Starting this year, many employers will be required to report to the Equal Employment Opportunity Commission (EEOC) their employees’ pay by sex, race, and ethnicity within 12 specified pay bins. This reporting will help the EEOC improve enforcement of pay discrimination laws and may provide some insight into the persistence of wage gaps. This week’s WAPPP seminar featured Paul von Hippel, Assistant Professor of Public Affairs at the Lyndon B. Johnson School of Public Affairs, University of Texas at Austin. While many methods have been used to analyze binned incomes, little work has been done to evaluate these methods. Professor von Hippel described three statistical methods for analyzing binned data and their relative accuracy in estimating underlying income differences.
According to Professor von Hippel, there are some misunderstandings about the limitations of binned date. The general impression is that because pay bins can be $10,000-$15,000 wide, it is impossible to estimate pay differences that are smaller than the bin width. While it is difficult to accurately measure the difference in individual pay within one pay band, it is possible to discern average or median pay differences with much greater precision. Even with a bin width of $10,000, it is possible to estimate pay differences within $1,500. Despite the assumption to the contrary, bin width is actually not an obstacle to this sort of analysis.
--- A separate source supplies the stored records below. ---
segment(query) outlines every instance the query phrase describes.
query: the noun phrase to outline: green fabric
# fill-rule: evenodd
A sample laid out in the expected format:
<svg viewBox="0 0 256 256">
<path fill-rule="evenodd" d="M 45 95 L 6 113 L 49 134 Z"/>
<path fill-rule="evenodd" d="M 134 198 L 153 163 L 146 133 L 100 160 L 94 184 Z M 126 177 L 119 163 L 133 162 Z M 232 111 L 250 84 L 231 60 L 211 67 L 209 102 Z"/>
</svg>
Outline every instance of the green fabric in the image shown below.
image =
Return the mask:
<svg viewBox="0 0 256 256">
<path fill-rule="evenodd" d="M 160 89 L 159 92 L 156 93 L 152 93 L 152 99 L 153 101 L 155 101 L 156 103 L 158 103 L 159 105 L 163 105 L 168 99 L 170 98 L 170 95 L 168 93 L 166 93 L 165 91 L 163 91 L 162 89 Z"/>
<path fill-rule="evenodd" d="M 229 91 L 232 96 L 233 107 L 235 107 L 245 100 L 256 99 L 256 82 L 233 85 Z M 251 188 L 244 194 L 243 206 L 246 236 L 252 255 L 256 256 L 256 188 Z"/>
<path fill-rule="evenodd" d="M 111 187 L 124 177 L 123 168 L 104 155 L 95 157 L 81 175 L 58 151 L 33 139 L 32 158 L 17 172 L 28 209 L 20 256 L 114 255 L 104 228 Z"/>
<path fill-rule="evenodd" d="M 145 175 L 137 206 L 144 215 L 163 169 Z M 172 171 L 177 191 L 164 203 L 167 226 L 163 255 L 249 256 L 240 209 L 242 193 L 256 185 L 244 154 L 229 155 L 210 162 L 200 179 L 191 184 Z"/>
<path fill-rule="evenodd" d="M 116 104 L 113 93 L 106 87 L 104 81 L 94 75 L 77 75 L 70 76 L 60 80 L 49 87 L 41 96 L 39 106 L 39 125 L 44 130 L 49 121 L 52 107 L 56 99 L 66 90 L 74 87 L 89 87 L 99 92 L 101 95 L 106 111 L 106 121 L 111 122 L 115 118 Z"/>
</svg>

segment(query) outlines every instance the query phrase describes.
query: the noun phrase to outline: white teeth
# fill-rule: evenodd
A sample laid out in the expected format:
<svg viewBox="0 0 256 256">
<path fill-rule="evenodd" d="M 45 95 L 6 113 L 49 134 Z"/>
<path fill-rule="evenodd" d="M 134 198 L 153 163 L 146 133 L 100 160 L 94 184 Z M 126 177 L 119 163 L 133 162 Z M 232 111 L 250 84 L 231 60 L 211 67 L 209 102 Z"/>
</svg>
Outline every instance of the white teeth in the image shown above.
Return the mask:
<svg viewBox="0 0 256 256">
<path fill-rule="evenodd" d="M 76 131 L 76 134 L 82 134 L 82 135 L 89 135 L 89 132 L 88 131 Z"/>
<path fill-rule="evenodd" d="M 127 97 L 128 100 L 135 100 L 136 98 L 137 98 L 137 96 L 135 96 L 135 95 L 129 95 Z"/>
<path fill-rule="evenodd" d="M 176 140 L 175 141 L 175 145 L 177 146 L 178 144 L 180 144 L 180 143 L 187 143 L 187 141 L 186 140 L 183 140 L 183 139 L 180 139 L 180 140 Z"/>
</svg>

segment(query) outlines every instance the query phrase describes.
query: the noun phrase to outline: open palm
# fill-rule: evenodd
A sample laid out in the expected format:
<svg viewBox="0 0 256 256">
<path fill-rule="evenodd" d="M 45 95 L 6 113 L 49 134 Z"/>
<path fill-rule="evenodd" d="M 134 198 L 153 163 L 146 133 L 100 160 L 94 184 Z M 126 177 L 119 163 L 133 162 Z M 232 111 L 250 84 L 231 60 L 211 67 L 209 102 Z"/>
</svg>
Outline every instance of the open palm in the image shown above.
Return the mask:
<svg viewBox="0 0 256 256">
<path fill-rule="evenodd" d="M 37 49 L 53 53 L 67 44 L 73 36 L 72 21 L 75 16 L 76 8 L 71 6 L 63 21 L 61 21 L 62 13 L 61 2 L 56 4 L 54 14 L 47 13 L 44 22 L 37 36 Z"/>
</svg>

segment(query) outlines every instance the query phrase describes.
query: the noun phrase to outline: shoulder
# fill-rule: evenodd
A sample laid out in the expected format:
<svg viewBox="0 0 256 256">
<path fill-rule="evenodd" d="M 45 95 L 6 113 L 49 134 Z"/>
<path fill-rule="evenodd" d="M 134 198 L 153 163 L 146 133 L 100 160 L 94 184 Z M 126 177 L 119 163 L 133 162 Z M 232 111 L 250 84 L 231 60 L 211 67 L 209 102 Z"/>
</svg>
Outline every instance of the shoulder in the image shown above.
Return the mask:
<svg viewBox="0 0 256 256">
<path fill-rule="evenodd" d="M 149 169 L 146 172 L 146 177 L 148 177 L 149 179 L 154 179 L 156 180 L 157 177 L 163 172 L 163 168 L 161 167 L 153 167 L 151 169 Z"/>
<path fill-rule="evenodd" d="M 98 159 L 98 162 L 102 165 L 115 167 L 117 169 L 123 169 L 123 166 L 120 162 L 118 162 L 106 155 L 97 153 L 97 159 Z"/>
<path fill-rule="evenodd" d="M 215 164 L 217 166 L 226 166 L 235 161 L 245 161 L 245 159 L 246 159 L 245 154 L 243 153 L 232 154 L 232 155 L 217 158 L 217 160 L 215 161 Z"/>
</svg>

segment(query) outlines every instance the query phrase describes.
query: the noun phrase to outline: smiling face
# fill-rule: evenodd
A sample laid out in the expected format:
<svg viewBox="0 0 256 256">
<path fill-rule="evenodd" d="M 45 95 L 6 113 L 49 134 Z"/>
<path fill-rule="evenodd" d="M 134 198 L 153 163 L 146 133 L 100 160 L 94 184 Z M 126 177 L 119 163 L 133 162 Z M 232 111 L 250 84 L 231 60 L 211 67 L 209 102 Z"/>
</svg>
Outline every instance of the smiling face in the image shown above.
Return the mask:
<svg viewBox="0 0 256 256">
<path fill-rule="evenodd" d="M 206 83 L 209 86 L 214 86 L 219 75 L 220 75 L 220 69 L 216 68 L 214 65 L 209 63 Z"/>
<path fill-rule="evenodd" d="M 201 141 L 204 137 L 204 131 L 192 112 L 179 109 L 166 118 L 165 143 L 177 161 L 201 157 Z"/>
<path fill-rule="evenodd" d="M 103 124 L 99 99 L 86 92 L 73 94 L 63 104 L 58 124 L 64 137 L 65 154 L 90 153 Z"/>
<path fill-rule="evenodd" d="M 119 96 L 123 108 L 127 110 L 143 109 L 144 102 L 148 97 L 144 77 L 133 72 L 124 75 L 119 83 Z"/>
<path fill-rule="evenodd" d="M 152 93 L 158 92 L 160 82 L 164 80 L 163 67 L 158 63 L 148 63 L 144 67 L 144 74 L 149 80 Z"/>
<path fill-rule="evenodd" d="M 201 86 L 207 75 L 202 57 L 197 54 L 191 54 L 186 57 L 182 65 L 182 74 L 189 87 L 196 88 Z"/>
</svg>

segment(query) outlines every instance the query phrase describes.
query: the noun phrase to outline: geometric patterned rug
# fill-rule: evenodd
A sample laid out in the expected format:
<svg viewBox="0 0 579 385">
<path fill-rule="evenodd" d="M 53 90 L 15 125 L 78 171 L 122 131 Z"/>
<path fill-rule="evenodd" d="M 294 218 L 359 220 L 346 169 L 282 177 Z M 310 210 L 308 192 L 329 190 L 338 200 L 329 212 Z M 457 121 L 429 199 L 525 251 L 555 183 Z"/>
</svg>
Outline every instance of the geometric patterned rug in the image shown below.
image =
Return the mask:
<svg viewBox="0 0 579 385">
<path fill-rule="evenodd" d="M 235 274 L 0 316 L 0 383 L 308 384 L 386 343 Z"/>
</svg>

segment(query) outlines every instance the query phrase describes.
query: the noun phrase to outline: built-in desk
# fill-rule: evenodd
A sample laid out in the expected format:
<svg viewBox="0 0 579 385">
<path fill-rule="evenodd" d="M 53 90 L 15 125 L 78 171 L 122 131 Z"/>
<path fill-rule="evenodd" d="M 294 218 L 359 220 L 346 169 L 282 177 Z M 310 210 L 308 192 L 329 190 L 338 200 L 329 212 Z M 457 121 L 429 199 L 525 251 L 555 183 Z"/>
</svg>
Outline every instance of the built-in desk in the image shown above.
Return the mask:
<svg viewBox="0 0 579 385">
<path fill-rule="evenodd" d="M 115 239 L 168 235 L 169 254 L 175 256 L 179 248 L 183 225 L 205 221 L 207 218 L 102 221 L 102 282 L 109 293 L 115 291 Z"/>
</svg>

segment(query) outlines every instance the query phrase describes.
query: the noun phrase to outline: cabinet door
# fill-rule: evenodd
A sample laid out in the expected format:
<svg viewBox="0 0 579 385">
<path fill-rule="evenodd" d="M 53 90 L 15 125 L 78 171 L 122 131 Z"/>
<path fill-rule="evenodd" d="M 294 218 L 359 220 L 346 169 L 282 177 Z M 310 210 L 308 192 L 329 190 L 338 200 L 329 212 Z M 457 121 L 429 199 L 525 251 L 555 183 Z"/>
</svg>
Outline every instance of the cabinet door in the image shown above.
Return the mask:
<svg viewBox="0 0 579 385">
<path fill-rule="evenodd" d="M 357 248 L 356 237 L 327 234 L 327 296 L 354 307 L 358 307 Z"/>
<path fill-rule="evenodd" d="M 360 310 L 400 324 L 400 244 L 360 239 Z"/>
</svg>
Depending upon the desired estimate, be it average income, median income, or an index of inequality like the Gini coefficient, certain types of statistical analysis will be more precise than others. Using Census data of binned incomes and statistics on underlying non-binned income, Professor von Hippel described three statistical methods to see how close each method comes, using the binned data, to estimating the underlying non-binned data.
Robust Pareto Midpoint Estimator (RPME): This method, the simplest, sets each household income to the midpoint of its bin. While it is not the most sophisticated method, it works about as well as more complex analyses, particularly if the bins aren’t too wide. As the number of bins increases, the estimates get better and better. The only “trouble spot” with this type of analysis is the top income bin, which doesn’t have an upper bound. To solve this issue, this method estimates a Pareto distribution that fits the top two income bins and plugs in the mean of that distribution for households within those bins. There are some issues with the traditional formula when there are a large number of high-income households, but using a harmonic mean tends to resolve this difficulty. This method is very quick and can run on thousands of employers within a minute or so. The downside of this method is that it’s unrealistic to assume that every household within a given pay bin has the same pay value, and the analysis may lose something by treating each household the same.
Multi-Model Generalized Beta Estimator (MGBE): This method involves fitting continuous distributions to the given income distribution. In looking at county-level Census data, Professor von Hippel set each of 10 different continuous distributions to the income distribution for a county, took the distribution that best fit that county’s data, and then used those distributions to estimate average income, median income, and the Gini coefficient. One positive aspect of this approach is that it treats incomes as continuous, not discrete. However, on the negative side, even the best-fitting distribution may not fit that well. This is particularly true if income is bimodal.
Spline CDF Estimator: This method uses nonparametric bin smoothing to spread incomes evenly across bins. A simple step function works nicely, but the method works even better if the bins are divided recursively or a cubic spline is fit to smooth over the step function to model the distribution of incomes. Professor von Hippel credits David Hunter and McKalie Drown for their work on this method, which combines the best aspects of the other two methods: the Spline CDF Estimator models income as continuous and perfectly reproduces bin counts.
Of these three techniques, the Spline CDF Estimator is the most accurate. Between the other two, RPME works about as well as MGBE for some estimates and is much faster, particularly when estimating average income. However, it is not as accurate for median income, and estimating inequality indices is even more difficult. There are still some inaccuracies with these methods, particularly when trying to estimate trends in inequality over time, but this analysis is good news for researchers studying wage gaps. With the binned data soon to be available from the EEOC, it will be possible to estimate income differences much more precisely than the bins would seem to indicate – and with good data comes good policy! RPME and MGBE are available in both Stata and in R’s inequality package, and the Spline CDF Estimator is available in R’s binsmooth package.